Pandeminin ikinci senesini henüz geride bırakırken, neler olup bittiğine bakıp anlamlandırma çabası içinde olabiliriz. Pek çok duygu ve deneyimden geçmiş olduğumuzu fark edebiliriz. Herkesin deneyimi kendi içinde biricik olmakla beraber, uzmanlara göre bu deneyim ve duygulardan en göze çarpanı “languishing” yani baygın, gevşemiş ve ruhsuz hissetmek.

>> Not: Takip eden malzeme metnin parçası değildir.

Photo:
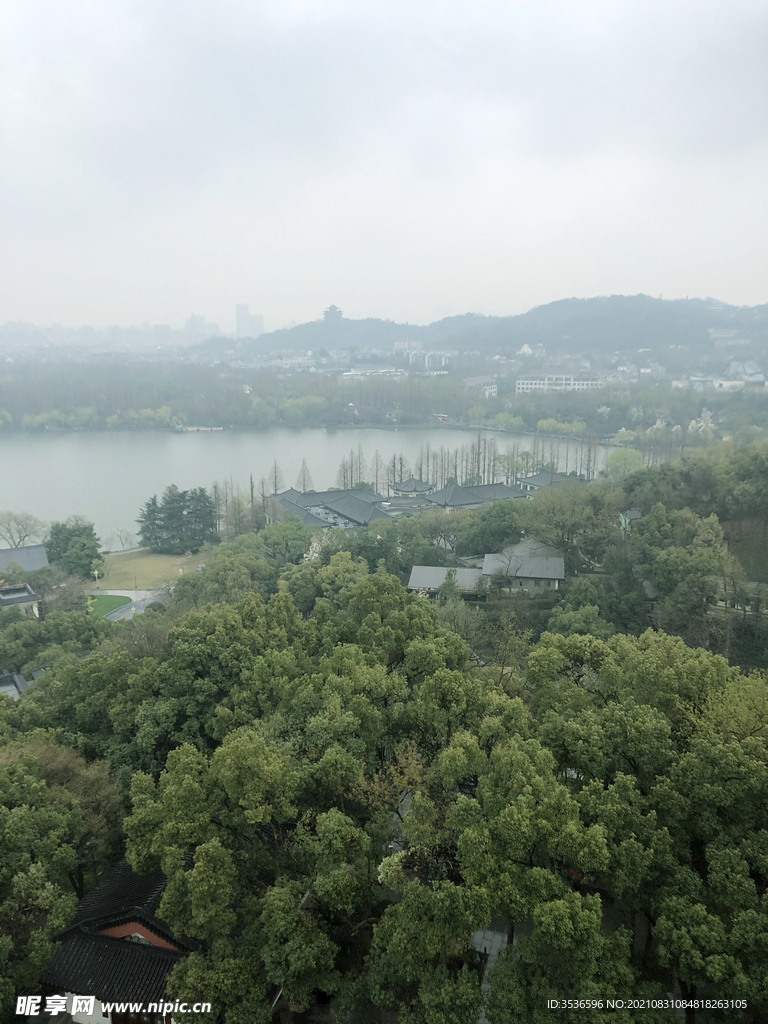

Aynı zamanda languishing tükenmişlik, keyif aldığımız şeylere karşı ilgisizlik ve sıkışıp kalmışlık olarak tanımlanabilir. Belki de tam zıttı ile tanımlamak da mümkün olabilir: “flourishing” yani “hayatla bağlantıda olmak, mutluluğu ve keyifliliği deneyimlemek, hayat amaçlarına sahip olmak ve onlara ulaşmayı istemek”. Uzmanlara göre, languishing depresyon deneyimleri ile benzerlik gösterse de depresyon değil. Daha ziyade, flourishing’i deneyimleyememek ve büyüme-gelişme hissedememek, aynı yerde kalmak algılarıyla paralel olduğuna dikkat çekiyor.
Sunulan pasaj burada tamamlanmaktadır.